The proper way to set user ForeignKey value in DjangoRestFramework

Question

I have this model:

class Comment(models.Model):

    user = models.ForeignKey('users.User', on_delete=models.CASCADE, null=False)
    post = models.ForeignKey('posts.Post', on_delete=models.CASCADE, null=False)

    content = models.TextField(max_length=1000, null=False, blank=False)

    def __str__(self):
        """Return the comment str."""
        return "'{}'".format(self.content)

And its serializer looks like this:

class CommentSerializer(serializers.ModelSerializer):

    class Meta:
        model = Comment
        fields = '__all__'

So far so good when it comes to retrieve data, but when I want to create a new Comment, what would be the proper way to do so?

My view:

class CommentViewSet(viewsets.ModelViewSet):

    def get_permissions(self):
        permissions = []
        if self.action == 'create':
            permissions.append(IsAuthenticated)
        return [p() for p in permissions]

    def create(self, request):
        """Create a comment in some post."""

        serializer = CommentSerializer(data=request.data)
        if serializer.is_valid():  # False because user value is missing.
            serializer.save()
            return Response(serializer.data)
        else:
            return Response(serializer.errors)

That's ok, I tried by overriding validate_user and letting it just pass, but validation is still running when I call is_valid.

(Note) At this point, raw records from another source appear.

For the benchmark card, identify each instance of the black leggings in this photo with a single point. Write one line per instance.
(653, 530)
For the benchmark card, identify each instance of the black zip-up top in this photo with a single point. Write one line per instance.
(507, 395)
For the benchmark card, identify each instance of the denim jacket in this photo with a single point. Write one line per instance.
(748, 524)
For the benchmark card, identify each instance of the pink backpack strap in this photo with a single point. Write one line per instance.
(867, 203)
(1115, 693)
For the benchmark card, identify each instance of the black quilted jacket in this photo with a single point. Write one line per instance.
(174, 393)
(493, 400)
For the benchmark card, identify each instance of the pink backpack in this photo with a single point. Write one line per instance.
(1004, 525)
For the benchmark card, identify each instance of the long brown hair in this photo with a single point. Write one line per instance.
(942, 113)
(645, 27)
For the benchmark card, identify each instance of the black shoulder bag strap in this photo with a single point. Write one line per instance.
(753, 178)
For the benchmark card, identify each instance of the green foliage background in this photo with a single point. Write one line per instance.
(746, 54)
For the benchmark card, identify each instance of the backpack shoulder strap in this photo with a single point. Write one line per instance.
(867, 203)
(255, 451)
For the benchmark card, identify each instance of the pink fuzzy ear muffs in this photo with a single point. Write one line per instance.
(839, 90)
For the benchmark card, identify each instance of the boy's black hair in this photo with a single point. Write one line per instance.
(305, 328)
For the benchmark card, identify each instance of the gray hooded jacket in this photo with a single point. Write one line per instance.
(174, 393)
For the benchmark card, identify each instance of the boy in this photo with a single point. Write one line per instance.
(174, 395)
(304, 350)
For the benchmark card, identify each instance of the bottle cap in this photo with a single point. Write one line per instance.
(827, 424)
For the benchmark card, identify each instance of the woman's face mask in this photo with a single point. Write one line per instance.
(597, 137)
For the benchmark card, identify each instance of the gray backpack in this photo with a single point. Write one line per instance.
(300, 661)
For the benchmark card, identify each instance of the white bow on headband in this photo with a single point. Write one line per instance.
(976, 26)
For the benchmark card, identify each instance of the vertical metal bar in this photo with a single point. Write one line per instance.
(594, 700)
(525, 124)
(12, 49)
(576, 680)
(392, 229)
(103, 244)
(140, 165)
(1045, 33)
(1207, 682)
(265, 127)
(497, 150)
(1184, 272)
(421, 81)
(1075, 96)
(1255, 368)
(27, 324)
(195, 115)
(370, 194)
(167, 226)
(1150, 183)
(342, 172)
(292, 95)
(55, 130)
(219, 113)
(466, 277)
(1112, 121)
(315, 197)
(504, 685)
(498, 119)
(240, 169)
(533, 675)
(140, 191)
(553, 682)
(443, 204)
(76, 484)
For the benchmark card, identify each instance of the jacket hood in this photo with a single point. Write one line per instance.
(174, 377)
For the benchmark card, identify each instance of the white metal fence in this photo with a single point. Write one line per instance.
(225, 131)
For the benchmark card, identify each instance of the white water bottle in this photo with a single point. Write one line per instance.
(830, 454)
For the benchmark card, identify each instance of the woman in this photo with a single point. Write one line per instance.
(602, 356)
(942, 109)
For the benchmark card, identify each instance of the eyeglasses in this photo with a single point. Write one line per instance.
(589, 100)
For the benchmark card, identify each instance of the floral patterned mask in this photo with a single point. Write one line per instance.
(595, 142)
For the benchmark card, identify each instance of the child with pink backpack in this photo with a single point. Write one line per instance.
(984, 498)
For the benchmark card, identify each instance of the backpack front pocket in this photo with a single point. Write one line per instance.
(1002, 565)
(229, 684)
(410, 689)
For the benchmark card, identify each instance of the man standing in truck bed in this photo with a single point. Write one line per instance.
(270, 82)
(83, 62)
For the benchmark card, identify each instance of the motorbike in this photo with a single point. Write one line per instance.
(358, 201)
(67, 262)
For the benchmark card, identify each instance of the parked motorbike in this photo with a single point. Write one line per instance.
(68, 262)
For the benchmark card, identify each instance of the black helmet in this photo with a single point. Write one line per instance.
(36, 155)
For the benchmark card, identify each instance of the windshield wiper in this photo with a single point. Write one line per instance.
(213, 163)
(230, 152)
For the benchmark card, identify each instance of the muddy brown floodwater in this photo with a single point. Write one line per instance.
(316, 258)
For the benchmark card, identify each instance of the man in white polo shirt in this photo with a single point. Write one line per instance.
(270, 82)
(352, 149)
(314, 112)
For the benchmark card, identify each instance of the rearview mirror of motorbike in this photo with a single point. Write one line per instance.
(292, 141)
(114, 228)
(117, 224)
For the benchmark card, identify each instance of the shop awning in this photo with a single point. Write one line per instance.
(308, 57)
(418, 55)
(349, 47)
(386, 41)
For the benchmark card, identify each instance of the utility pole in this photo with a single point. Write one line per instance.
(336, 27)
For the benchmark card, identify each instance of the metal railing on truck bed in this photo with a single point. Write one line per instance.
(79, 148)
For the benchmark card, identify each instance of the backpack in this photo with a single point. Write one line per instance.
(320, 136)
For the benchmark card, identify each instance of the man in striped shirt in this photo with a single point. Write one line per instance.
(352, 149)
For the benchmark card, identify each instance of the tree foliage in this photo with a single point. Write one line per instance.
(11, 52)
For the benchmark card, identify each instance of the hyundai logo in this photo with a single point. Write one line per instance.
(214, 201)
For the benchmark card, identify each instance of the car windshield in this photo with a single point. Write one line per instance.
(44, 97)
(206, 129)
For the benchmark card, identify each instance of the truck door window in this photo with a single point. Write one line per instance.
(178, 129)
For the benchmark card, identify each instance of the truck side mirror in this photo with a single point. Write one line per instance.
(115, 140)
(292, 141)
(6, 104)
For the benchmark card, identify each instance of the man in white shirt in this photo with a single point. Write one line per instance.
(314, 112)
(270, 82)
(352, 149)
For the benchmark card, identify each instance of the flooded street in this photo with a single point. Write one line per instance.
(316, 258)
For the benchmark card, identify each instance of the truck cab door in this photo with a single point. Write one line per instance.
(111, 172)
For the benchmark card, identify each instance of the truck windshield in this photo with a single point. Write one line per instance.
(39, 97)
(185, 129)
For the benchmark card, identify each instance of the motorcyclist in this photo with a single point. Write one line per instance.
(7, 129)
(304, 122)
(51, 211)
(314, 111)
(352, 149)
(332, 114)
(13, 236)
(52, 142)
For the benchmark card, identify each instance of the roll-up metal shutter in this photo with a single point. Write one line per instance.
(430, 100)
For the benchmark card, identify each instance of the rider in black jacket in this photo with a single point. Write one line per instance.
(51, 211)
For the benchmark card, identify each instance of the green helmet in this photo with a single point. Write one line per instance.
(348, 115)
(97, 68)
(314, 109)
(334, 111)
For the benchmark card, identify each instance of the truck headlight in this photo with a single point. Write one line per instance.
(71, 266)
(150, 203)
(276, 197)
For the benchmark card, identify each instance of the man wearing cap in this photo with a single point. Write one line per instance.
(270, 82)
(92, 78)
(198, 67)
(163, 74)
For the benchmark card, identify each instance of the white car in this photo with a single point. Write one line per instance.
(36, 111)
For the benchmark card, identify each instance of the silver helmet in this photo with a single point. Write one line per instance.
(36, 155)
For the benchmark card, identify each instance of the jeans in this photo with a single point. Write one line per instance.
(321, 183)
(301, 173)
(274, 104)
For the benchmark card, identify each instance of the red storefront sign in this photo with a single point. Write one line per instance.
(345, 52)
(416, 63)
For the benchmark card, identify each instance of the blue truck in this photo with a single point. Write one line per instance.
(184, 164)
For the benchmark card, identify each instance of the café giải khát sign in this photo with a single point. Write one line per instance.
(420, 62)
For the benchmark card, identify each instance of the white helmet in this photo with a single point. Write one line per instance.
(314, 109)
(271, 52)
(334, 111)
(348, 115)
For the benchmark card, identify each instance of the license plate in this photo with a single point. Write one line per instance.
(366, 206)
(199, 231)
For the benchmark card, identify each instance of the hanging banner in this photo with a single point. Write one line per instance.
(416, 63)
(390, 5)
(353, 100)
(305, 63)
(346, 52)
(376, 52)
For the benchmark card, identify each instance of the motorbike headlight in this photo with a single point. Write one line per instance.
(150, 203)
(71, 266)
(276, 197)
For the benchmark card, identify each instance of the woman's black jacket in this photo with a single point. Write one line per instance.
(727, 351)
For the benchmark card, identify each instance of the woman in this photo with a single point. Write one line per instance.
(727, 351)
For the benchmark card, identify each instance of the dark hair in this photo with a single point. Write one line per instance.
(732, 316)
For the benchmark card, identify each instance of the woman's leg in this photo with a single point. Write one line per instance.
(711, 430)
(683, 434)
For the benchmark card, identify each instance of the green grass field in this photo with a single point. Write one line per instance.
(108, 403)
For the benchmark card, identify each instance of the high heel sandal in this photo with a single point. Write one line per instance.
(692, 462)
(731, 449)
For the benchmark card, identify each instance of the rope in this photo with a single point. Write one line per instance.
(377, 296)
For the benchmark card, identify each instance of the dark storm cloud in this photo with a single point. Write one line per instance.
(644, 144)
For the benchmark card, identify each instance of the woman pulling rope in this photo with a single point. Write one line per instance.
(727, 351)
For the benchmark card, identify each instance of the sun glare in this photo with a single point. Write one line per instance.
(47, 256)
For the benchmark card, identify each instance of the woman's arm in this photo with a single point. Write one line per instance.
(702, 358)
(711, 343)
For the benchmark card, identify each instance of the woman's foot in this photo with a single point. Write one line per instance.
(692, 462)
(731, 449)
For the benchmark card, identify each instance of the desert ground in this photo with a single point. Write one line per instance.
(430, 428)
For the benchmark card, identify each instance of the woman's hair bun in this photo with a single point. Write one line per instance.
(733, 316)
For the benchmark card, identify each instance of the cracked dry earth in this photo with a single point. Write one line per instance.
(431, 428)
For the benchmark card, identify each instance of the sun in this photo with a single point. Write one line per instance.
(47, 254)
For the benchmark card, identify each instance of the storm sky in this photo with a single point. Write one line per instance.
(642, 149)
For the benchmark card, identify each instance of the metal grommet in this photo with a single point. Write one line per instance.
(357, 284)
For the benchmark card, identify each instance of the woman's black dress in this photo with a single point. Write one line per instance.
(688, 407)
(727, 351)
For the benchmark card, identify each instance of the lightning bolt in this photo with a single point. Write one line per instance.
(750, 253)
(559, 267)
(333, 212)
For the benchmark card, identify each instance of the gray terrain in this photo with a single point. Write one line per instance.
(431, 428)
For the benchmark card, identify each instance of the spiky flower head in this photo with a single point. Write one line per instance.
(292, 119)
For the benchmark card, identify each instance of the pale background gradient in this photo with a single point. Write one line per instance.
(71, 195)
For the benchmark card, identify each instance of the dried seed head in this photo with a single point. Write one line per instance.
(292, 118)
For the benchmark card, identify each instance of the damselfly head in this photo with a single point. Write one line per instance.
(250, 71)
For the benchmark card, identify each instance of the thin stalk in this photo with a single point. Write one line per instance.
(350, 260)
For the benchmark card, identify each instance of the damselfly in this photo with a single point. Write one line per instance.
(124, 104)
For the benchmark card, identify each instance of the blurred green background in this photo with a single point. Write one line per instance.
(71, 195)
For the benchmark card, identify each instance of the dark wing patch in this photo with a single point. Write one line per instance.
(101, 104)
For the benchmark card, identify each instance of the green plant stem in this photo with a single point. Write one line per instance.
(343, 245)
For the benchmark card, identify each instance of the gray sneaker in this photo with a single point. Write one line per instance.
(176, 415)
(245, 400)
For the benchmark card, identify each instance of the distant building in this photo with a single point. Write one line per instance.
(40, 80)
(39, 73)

Also I tried to append request.user to serializer.data, but it's immutable. How could I achieve this if I need to use request.user? The value that I need to set to this field of the serializer is not in request.data. (I don't think letting the front end send the user id would be a good idea).

Another solution I have in mind is by making user ReadOnly in the serializer, and then adding it in the Django object when I call to save(). But I want to know what is the cleaner, restful way to do so with DRF.

Answer 1

models.py :

class Comment(models.Model):

    user = models.ForeignKey('users.User', on_delete=models.CASCADE, null=False)
    post = models.ForeignKey('posts.Post', on_delete=models.CASCADE, null=False)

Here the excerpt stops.